Transparent Squid3 proxy

If you set this up correctly, users won't have to change their browser setting to use your squid proxy. The proxying will be "transparent" to them.

Here's my squid.conf.
Note the use of url_rewrite to squidguard. You can comment that out if you don't need it.

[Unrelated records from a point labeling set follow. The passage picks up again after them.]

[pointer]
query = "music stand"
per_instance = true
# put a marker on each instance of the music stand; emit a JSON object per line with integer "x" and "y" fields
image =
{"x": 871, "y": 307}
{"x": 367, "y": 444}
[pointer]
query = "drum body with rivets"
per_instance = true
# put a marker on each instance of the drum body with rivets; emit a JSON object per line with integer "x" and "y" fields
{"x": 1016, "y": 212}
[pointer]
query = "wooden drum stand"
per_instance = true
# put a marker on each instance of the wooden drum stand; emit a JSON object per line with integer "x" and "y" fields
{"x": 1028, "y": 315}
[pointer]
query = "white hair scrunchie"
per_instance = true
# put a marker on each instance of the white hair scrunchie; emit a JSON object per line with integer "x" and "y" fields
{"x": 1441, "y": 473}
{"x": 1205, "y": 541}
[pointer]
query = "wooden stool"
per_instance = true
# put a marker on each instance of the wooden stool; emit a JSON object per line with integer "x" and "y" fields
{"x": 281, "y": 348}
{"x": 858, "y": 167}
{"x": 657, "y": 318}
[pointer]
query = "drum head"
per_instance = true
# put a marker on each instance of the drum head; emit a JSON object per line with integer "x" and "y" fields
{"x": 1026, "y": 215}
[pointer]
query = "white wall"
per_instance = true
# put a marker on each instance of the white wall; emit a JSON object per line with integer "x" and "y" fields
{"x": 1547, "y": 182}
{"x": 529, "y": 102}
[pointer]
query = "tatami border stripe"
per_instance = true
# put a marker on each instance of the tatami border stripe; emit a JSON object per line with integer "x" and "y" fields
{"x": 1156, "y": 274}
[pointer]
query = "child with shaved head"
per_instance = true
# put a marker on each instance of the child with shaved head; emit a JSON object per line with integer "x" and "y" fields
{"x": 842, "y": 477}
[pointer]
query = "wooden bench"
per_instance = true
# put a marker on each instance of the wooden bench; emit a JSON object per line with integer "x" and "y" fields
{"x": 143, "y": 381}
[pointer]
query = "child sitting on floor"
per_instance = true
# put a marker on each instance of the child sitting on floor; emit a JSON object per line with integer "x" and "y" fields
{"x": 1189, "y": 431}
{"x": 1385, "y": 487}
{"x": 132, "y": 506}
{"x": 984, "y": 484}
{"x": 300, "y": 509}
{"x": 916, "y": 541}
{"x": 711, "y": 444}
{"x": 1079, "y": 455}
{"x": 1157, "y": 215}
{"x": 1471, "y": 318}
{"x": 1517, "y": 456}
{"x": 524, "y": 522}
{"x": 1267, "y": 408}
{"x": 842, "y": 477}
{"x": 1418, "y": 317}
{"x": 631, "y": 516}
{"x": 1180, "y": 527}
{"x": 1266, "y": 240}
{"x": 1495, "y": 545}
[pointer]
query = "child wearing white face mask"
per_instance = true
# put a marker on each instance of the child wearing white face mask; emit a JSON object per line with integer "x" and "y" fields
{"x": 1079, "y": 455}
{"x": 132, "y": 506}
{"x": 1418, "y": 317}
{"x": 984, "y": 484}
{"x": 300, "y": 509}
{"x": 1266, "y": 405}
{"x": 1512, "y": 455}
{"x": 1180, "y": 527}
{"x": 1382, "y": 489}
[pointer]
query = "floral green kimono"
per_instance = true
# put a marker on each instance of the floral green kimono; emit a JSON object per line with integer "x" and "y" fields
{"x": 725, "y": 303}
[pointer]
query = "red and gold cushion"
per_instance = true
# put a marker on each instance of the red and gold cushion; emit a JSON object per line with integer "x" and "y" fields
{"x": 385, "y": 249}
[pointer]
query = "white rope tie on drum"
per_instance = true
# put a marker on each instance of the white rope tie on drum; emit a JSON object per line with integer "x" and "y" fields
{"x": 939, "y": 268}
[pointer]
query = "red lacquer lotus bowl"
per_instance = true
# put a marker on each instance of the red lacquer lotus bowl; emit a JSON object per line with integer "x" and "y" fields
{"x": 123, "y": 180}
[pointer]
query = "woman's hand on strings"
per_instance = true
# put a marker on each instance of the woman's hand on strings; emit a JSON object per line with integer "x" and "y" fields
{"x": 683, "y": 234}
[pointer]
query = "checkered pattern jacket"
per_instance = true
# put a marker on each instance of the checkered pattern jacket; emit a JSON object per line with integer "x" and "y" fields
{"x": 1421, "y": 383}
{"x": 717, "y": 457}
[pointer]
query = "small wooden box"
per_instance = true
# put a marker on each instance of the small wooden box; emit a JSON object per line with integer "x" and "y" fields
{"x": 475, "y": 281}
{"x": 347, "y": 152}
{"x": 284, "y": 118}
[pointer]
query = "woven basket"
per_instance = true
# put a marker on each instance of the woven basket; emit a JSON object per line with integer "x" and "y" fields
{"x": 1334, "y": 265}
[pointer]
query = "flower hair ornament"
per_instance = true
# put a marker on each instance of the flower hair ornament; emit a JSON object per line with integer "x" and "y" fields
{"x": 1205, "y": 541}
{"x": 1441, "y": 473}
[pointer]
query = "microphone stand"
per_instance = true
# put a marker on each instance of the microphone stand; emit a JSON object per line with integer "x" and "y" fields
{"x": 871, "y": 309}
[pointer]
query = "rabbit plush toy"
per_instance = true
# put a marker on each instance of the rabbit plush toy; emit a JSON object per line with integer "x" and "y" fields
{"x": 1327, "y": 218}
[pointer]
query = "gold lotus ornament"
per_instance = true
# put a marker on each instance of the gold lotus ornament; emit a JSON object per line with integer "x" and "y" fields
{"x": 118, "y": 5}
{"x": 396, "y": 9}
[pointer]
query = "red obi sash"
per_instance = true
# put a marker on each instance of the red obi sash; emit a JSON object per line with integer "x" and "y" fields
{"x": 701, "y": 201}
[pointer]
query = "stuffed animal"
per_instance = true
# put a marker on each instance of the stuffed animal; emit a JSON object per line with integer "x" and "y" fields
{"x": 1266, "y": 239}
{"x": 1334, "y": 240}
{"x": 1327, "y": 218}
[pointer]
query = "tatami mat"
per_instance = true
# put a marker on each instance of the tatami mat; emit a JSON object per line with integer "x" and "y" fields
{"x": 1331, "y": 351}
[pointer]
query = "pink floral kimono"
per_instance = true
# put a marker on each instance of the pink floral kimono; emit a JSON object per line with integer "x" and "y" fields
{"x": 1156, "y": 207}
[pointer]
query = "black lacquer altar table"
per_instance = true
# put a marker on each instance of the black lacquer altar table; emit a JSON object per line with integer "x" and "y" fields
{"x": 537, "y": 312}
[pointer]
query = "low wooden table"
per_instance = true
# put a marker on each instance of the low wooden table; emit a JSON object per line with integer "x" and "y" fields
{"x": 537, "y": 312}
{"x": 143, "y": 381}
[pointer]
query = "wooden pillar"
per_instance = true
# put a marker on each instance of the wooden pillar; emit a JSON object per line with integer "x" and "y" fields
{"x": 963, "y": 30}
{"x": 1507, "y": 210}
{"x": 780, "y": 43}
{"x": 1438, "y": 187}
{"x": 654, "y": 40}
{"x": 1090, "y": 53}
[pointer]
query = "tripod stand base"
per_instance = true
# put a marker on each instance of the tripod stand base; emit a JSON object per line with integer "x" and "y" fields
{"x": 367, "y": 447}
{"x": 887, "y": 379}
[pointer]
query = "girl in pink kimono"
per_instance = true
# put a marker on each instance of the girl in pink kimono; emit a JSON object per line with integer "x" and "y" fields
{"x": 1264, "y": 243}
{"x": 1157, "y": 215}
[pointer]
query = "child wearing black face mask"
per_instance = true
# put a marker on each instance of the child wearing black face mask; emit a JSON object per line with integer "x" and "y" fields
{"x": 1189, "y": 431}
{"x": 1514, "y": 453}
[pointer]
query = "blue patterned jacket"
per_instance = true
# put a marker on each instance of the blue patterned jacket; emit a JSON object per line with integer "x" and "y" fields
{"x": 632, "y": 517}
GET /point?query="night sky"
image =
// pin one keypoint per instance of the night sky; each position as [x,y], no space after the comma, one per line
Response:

http_port 3128 transparent
hierarchy_stoplist cgi-bin ?
acl QUERY urlpath_regex cgi-bin \?
cache deny QUERY
acl apache rep_header Server ^Apache
access_log /var/log/squid3/access.log squid
hosts_file /etc/hosts
refresh_pattern ^ftp: 1440 20% 10080
refresh_pattern ^gopher: 1440 0% 1440
refresh_pattern . 0 20% 4320
 
# newer Squid's don't need "all", it's built in:
#acl all src all
 
url_rewrite_program /usr/bin/squidGuard -c /etc/squid/squidGuard.conf
 
# 10000MB max cache size (default is 100MB):
cache_dir ufs /var/spool/squid3 10000 16 256
 
http_access allow all
http_reply_access allow all
icp_access allow all
always_direct allow all
coredump_dir /var/spool/squid3

Daily quota reset with shell script

Here's the shell script I'm using to reset quotas. Additionally, I'm saving the bandwidth usages to a separate table (radacct_totals) so I have historical usage.

#!/bin/sh
 
#turn off free radius
/etc/init.d/freeradius stop
 
#update radacct_totals
echo 'INSERT IGNORE INTO radacct_totals(username, upload, download, DATE) SELECT username, acctinputoctets AS uploads, acctoutputoctets AS downloads, DATE(now()) FROM radacct GROUP BY username' | mysql -u rad radius -B
 
#truncate radacct_totals
echo 'truncate radacct' | mysql -u rad radius -B 
 
#start free radius
/etc/init.d/freeradius start

I don't have the schema DDL of radacct_totals handy, but as you can see, its a pretty simple table, with compound primary key on username and date.

You'll need to add this as a cronjob, daily at 12 midnight.